Gola Interviste
Cioccolato tutto l’anno. Perché no?
Luca Mannori, pasticcere e cioccolatiere
Quella passione che diventa arte, il cioccolato nel cuore
Intervista di Luca Managlia
Foto di Luca Managlia
Gola gioconda - Luca Mannori
L'intervista
Quale occasione migliore per incontrare Luca Mannori se non in occasione della Giornata Mondiale del cioccolato. Partiamo proprio da cioccolato cos’è per te?
Una passione, prima di tutto una passione. Cominciata tanti anni fa, almeno quaranta quando il mio interesse per l’arte in generale e per la lavorazione artistica, pittura e scultura, incontrano il cioccolato che immagino possa essere trasformato in una creazione artistica. Ho visto poi che questa intuizione trovava conferma nella pasticceria dove l’aspetto artistico conta molto.
Quindi più interessato alla forma che alla golosità del cioccolato?
No, il cioccolato mi piaceva già allora, come penso piaccia a tutti, ma ho sempre pensato a come poteva essere trasformato. E’ così che ho cominciato a partecipare ai primi concorsi per il cioccolato e lo zucchero artistico.

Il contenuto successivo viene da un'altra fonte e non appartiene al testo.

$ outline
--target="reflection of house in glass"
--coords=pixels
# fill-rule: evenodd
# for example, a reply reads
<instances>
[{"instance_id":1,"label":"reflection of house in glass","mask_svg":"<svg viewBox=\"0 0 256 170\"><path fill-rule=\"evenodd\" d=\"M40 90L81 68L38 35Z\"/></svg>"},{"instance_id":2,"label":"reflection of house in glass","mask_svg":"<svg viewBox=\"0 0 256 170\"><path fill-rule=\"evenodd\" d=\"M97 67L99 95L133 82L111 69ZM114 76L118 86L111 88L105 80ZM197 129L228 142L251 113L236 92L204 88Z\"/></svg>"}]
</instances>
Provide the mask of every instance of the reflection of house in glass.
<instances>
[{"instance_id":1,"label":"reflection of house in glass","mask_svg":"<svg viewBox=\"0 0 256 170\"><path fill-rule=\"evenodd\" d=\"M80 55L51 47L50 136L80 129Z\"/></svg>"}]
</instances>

Com’è che questo diventa anche una professione?
Avevamo già da tradizione un’attività, mio nonno faceva il gelato negli anni ’50, poi è toccato a mio padre. Sono generazioni che si sono succedete seguendo l’evoluzione del settore e anche io sono ho cominciato ad apprezzare molto più di prima oltre alla forma anche il gusto del cioccolato.
Sei tra i più importanti pasticceri italiani e europei quanto conta per te il cioccolato e quanto per gli italiani?
Io ho il cioccolato nel cuore e questo amore si rinnova con tutte le nuove creazioni. In Italia purtroppo non abbiamo educato al consumo che qui, infatti, è minore rispetto ad altri paesi. Il clima non aiuta, noi possiamo contare su sei setti mesi l’anno di buoni consumi poi fa troppo caldo. E poi manca l’abitudine al consumo del cioccolatino anche l’alternativa al pasticcino.
È vero ma in Spagna consumano più cioccolato di noi
È vero, sono stati bravi hanno sposato la tradizione francese e con quella anche il concetto di consumo tutto l’anno. Hanno fatto lo stesso con il panettone che in Spagna si vende con successo tutto l’anno.
Tra le creazioni che ti hanno reso famoso nel mondo c’è la “Setteveli”
Ora sono ventotto anni da quando l’ho creata. E’ una torta che abbiamo tramandato di generazione in generazione, oggi vedo i figli che vengono a prenderla dopo che l’ho venduta ai padri. E’ un dolce ancora molto attuale che infatti produciamo sempre. Con la vittoria al concorso a squadre del ’97 ha fatto la storia della pasticceria introducendo quell’idea di croccantezza che nei dolci non era ancora presente.
Altre creazioni a cui sei affezionato?
Ne facciamo tante, c’è una Zuppa Inglese che presentiamo in una versione più moderna e tanti prodotto anche un po' legati alla stagionalità. In Estate cerchiamo anche un po' di freschezza, in inverno diamo calore.
Novità per il 2026?
Siamo sempre al lavoro per modernizzare e cambiare. Abbiamo la linea delle spalmabili, i cioccolatini, le confetture al cioccolato. Ma sono sempre i classici i più richiesti?
2026?
Sei il Pasticcere dell’anno!
Sì e sono stato molto contento, non è un concorso è una nomina che viene dai colleghi, un riconoscimento dagli associati. Mi ha fatto ancora più piacere e anche la serata di gala è stata emozionate, anche perché tutto si è svolto in Toscana, a Firenze, e questo mi ha fatto sentire particolarmente coinvolto.